Coming to the fact of the case, whatever utterances were allegedly made, that were made in the official chamber where, according to the case of the prosecution, no other person was present. Even if such utterances have been made, it has not been stated to be audible to public and, therefore, the petitioner cannot be said to have insulted or intimidated the daughter of the informant within a public view.

Under this situation, I am constraint to hold that whatever utterances were allegedly made, that were not within the public hearing/view and as such, no offence is made out under Section 3(1)(x) of the Act, even if the entire allegations are taken to be true.
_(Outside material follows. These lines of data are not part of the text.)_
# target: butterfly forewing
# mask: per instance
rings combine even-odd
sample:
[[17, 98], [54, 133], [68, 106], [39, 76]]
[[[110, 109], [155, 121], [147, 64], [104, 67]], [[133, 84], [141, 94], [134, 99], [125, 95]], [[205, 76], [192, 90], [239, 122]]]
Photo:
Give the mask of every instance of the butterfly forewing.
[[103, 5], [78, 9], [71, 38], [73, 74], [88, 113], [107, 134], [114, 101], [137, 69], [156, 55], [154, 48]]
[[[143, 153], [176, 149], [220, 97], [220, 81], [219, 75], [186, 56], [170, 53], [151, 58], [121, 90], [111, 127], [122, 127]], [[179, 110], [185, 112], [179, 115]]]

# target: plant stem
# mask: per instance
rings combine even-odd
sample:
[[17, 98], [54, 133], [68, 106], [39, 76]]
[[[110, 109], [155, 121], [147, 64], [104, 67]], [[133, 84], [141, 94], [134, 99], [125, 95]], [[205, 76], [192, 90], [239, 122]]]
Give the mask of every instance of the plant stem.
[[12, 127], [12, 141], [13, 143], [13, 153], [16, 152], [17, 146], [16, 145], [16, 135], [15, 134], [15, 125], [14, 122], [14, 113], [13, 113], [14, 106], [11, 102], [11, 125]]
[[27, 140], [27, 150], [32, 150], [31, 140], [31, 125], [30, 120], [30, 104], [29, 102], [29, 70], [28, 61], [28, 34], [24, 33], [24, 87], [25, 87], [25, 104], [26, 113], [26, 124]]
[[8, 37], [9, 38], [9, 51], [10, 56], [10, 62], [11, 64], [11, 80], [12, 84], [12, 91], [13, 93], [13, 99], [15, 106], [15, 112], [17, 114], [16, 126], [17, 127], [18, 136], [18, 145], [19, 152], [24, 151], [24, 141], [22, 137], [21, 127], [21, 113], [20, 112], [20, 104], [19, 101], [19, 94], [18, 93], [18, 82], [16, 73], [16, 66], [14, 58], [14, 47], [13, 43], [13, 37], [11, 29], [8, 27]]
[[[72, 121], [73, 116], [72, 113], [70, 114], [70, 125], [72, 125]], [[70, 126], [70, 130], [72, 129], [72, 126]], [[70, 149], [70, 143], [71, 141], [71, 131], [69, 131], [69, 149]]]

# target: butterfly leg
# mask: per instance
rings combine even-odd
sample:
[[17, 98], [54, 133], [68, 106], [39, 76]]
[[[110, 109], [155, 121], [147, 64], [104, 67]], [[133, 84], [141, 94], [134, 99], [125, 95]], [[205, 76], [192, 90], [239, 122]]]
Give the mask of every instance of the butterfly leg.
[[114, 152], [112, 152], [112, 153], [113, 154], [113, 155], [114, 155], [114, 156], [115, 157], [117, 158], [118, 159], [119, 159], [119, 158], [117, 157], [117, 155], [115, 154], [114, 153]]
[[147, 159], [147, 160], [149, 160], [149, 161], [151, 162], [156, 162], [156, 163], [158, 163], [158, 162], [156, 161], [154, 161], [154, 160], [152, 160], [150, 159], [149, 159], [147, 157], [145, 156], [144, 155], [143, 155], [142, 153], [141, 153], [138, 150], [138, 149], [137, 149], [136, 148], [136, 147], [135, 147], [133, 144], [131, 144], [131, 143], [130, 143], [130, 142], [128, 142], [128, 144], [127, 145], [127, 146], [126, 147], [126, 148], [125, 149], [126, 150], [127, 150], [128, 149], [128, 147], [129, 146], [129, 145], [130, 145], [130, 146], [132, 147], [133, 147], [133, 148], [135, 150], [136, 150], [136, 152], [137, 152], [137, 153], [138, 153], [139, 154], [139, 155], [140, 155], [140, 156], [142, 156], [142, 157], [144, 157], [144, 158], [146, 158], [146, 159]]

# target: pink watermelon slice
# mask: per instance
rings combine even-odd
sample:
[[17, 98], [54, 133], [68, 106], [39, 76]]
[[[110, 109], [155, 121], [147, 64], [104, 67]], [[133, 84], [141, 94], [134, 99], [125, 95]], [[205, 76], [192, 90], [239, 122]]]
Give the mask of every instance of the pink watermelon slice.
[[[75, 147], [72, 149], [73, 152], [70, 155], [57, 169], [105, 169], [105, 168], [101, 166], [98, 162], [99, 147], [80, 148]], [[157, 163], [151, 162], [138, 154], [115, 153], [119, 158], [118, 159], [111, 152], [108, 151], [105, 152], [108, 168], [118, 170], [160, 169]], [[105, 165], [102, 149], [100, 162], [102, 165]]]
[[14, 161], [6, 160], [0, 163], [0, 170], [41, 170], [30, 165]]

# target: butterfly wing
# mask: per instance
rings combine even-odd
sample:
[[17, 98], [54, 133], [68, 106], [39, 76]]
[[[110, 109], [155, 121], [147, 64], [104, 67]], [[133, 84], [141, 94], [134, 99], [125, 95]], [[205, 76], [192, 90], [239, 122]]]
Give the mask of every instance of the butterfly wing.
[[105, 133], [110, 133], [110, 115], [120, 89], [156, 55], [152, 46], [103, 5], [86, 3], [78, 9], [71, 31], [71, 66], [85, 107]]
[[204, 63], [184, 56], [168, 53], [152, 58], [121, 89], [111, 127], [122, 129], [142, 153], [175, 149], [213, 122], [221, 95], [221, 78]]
Coming to the other aspect of the matter, it does appear that on account of certain misdeeds of the daughter of the informant , a notice was given to Beena Kumari on 3.9.2009 to submit her show cause by the next date, i.e, 4.9.2009, but that show cause was not submitted as it is said that Beena Kumari 7 proceeded on medical leave and, therefore, services of Beena Kumari was terminated vide office order dated 4.9.2009 as contained in Annexure 2. However, a plea has been taken on behalf of the informant that the instant prosecution cannot be said to be malicious for the simple reason that the information had been lodged on 3.9.2009 whereas order of termination had been passed on 4.9.2009. The submission no doubt appears to be correct but from the statement made in the first information report with respect to his apprehension of his daughter losing job go to show that he was quite aware that the authority has been contemplating to take action against the daughter of the informant. Therefore, under this situation, ulterior motive can very well be attached with the institution of the case by the informant. That being so, the first information is liable to be quashed in view of the radio laid down by the Hon'ble Supreme court rendered in a case of State of Haryana and others vs. Bhajan Lal and others [JT 1990(4) Sc 650].

In the result, the entire criminal proceeding including the first information report of Scheduled Caste and Scheduled Tribe (RNC) P.S. case no.51 of 2009 (G.R.No.3691 of 2009) is hereby quashed so far this petitioner is concerned.

Accordingly, this application is allowed.